In mathematical terms, absolute convergence happens when the series \( \sum |a_n| \) converges. This means we're looking at the absolute value of each term in the series, and if the series of these absolute values sums to a finite number, the original series \( \sum a_n \) is absolutely convergent.

Convergence is stronger when it's absolute. If a series is absolutely convergent, then it's guaranteed to be convergent in the normal sense, but not the other way around. This is significant because it allows more powerful mathematical tools to be used, such as the rearrangement of series without affecting their sum.

For example, in the exercise, it demonstrates that if \( \sum a_n \) converges absolutely, then \( \sum a_n^2 \) will also converge because it's part of the property of absolute convergence. This feature is particularly useful in various fields of math, especially when dealing with functions and real-world data.

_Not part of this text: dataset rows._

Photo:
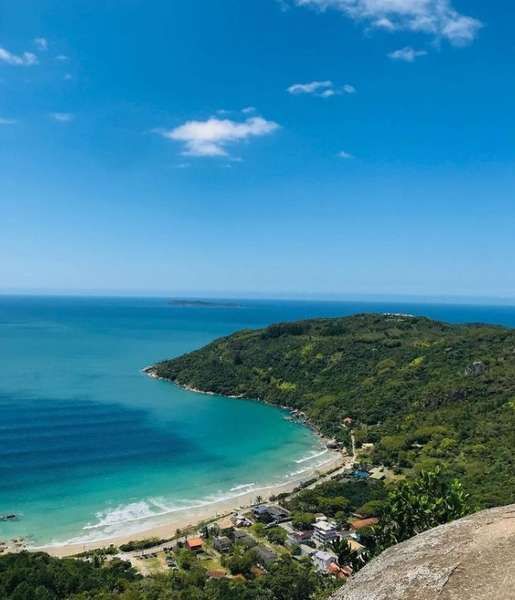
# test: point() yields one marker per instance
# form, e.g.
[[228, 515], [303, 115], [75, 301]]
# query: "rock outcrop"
[[469, 559]]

The comparison test is a handy tool in the world of series to determine convergence. It involves comparing a given series with another series whose convergence behavior is known. If \( 0 \leq b_n \leq c_n \) for every term \( n \), and it is known that \( \sum c_n \) converges, then \( \sum b_n \) must also converge.

In our exercise's context, this is used to prove part (a). Since \( a_n^2 \leq |a_n|^2 \), and because \( \sum |a_n| \) converges, \( \sum |a_n|^2 \) converges automatically by the properties of series. Applying the comparison test here ensures that \( \sum a_n^2 \) converges.

The comparison test works particularly well with series that involve non-negative terms, making it ideal for dealing with absolute values and other positive sequences.

A p-series is a series of the form \( \sum \frac{1}{n^p} \). These series converge or diverge based on the value of \( p \). Specifically:

• If \( p > 1 \), the series converges.
• If \( 0 < p \leq 1 \), the series diverges.

This criterion is an essential guideline to assess the behavior of such series.

In the exercise, the series \( \sum \frac{1}{\sqrt{n}} \) is a p-series with \( p = \frac{1}{2} \). Since \( p \) is less than 1, this specific p-series diverges. The rule for p-series comes in handy when recognizing patterns in series like these and applying this knowledge to understand their convergence or divergence.

Knowing about p-series helps in predicting the behavior of similar series, which is useful across many mathematical disciplines.

A series diverges if its terms do not approach a finite sum as more terms are added. Unlike convergent series, where partial sums become increasingly close to a finite limit, divergent series don't settle down to a single value.

The exercise illustrates this with the example of \( \sum \frac{1}{n} \), which is a classic case of a divergent harmonic series. Despite the decreasing nature of its terms, the overall series grows indefinitely.

Another example is the series of absolute values \( \sum |a_n| \) from the exercise, where \( a_n = (-1)^n \frac{1}{\sqrt{n}} \). This is shown to diverge as it corresponds to a divergent p-series with \( p = \frac{1}{2} \).

Understanding divergence helps in identifying when a series will fail to converge, providing critical insights into its behavior, whether in pure math or applied contexts.